Çok büyük bir tecrübe yaşadığım Berlin seyahatimden bahsetmek istiyorum. Türkiye’ye dönmeme son bir ay kalmıştı. Berlin’e beş günlüğüne seyahat etmeye karar verdim. 12 saatlik otobüs yolculuğundan sonra Berlin’e varmıştım ve elimde bavulumla otele gitmeye çalışıyordum. Yolda iki Alman genç gördüm ve bitkin bir halde yolu sordum. Onlarda bana tren istasyonundaki haritadan yolu tarif ettiler ve metroya bindim. Bir süre sonra el çantamın açık olduğunun farkına vardım ve telefonum pasaportum ve kimliğim çalınmıştı. Allahtan cüzdanım yerinde duruyordu hemen polise gittim ve derdimi anlattım. Polis Berlin’de kapkaç olayının çok olduğunu ve çok dikkat etmem gerektiğini söyledi. Ardında otele gittim ve baştan otel görevlisi beni otele almak istemedi pasaportum olmadığı için ben de polisin bana verdiği belgeyi gösterdim ve nihayetinde otelde kalabildim. Ertesi gün pasaport ve kimlik çıkarmak için Türk Konsolosluğuna ve gittim. Bana geçici pasaport veremeyeceklerini eğer verirlerse beni direk Türkiye’ye yollamak zorunda kalacaklarını, aynı zamanda normal pasaport çıkarmanın da yaklaşık on günü alacağını söylediklerinde ağlamak üzereydim.
Ardından kimlik kartımla Litvanya’ya geri dönebileceğimi söylediler. Bu bana çok mantıksız geldi ve seyahat ettiğim otobüs şirketine sorması için Litvanya’daki arkadaşımla Facebook’tan iletişim kurdum. Otobüs şirketi kimlik kartımla seyahat edemeyeceğimi söyledi. Bir yandan ailem çok korkmuştu ve benim hemen Litvanya’ya geri dönmem için ısrar ediyorlardı. İlk defa başıma kapkaç olayı geliyordu üstelik yurtdışında. Otelden Ankara’daki Büyükelçiliği aradım. Onlar bana Berlin’deki Türk Konsolosluğunun geçici pasaport verebileceklerini söyledi ve onlarla bağlantı kurdular. Böylece geçici pasaport alabildim. Stresli iki günün ardından geri kalan üç günümü gezip muhteşem yerler görerek geçirdim tabi fotoğraf çekemeden 🙁 Berlin maceram böylece bitmiş oldu.
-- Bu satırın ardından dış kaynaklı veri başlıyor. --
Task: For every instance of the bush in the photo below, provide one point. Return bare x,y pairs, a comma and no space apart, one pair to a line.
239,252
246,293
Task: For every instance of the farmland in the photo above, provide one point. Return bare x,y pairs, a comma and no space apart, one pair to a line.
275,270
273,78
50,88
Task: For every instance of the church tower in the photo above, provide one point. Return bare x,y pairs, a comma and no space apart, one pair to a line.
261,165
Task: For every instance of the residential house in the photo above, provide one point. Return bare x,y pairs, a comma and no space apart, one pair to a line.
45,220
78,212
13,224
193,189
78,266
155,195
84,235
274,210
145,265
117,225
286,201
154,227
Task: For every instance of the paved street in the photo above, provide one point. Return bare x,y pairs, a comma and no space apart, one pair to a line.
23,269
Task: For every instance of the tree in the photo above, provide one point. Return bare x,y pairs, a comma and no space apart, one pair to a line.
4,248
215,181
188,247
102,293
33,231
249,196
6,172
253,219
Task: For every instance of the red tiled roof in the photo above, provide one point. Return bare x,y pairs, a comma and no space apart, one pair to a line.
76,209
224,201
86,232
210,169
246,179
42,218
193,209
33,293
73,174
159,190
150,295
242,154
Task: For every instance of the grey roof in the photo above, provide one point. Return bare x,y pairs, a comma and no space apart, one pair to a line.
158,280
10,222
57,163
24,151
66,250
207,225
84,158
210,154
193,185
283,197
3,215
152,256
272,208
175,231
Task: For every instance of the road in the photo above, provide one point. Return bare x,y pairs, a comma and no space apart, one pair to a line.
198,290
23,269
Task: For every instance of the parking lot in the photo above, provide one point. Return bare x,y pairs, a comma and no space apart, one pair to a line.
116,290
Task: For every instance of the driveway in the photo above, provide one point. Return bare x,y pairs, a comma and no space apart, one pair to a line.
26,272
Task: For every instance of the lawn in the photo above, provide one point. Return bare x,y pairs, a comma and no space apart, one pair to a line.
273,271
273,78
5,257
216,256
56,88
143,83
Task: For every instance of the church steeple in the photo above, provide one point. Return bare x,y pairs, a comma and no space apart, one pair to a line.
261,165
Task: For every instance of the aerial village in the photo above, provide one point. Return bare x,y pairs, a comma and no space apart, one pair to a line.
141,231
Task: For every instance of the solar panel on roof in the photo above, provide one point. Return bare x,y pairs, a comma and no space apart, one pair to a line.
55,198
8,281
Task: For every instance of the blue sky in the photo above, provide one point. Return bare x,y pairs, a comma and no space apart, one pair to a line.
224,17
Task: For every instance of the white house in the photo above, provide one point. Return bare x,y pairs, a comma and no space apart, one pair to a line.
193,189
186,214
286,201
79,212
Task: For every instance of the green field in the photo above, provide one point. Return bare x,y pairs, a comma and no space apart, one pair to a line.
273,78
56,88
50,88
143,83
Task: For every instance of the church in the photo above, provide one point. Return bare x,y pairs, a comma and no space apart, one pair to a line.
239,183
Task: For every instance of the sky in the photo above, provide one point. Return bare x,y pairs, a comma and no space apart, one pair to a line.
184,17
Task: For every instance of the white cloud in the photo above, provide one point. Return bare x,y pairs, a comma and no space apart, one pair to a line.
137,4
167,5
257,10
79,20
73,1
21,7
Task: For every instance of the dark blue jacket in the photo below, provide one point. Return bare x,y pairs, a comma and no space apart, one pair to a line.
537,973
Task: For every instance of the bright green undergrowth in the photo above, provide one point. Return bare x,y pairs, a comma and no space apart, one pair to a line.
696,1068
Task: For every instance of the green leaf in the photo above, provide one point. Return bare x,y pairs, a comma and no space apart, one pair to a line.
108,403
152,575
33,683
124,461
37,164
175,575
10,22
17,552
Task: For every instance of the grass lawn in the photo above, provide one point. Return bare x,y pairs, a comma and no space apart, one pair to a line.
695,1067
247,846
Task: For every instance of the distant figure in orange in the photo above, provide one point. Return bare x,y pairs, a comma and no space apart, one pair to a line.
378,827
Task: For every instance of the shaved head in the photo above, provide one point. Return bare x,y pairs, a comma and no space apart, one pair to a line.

Avrupa Gönüllü Hizmeti’m boyunca işyerinde sorun yaşadığım çocuklar oldu danışmanım ve çalışanlar ve tabi arkadaşlarım bu sorunları çözmeme yardımcı oldular. Çünkü çalıştığım çocukların hepsi fakir ve sorunlu ailelerin çocuklarıydı ve dolayısıyla her zaman iyi huylarında olmuyorlardı. Ama oradaki çocukların bazılarının nasıl iyi bir şekilde değiştiğini gördükçe yaptığım işle bir kez daha gurur duydum. Özellikle son zamanlarda gençlik merkezine katılan hırçın yaptığım her oyunu bozan başlangıçta beni sevmeyen ama daha sonra iyi anlaştığım beraber oyunlar oynadığım çocuğun işyerinde son günümde nasıl ağladığını gördüğümde çok duygulandım ve iş yerinde veda partisinde nerdeyse çalışanlar dahil olmak üzere bütün çocukların gözleri yaşla doldu ve ben bu yeni aileme veda etmek zorunda olduğum için hıçkıra hıçkıra ağladım. Kaygılı başladığım bu serüven edindiğim güzel tecrübeler ile ve tanışmış olduğum güzel insanların özlemi ile ülkeme geri döndüm.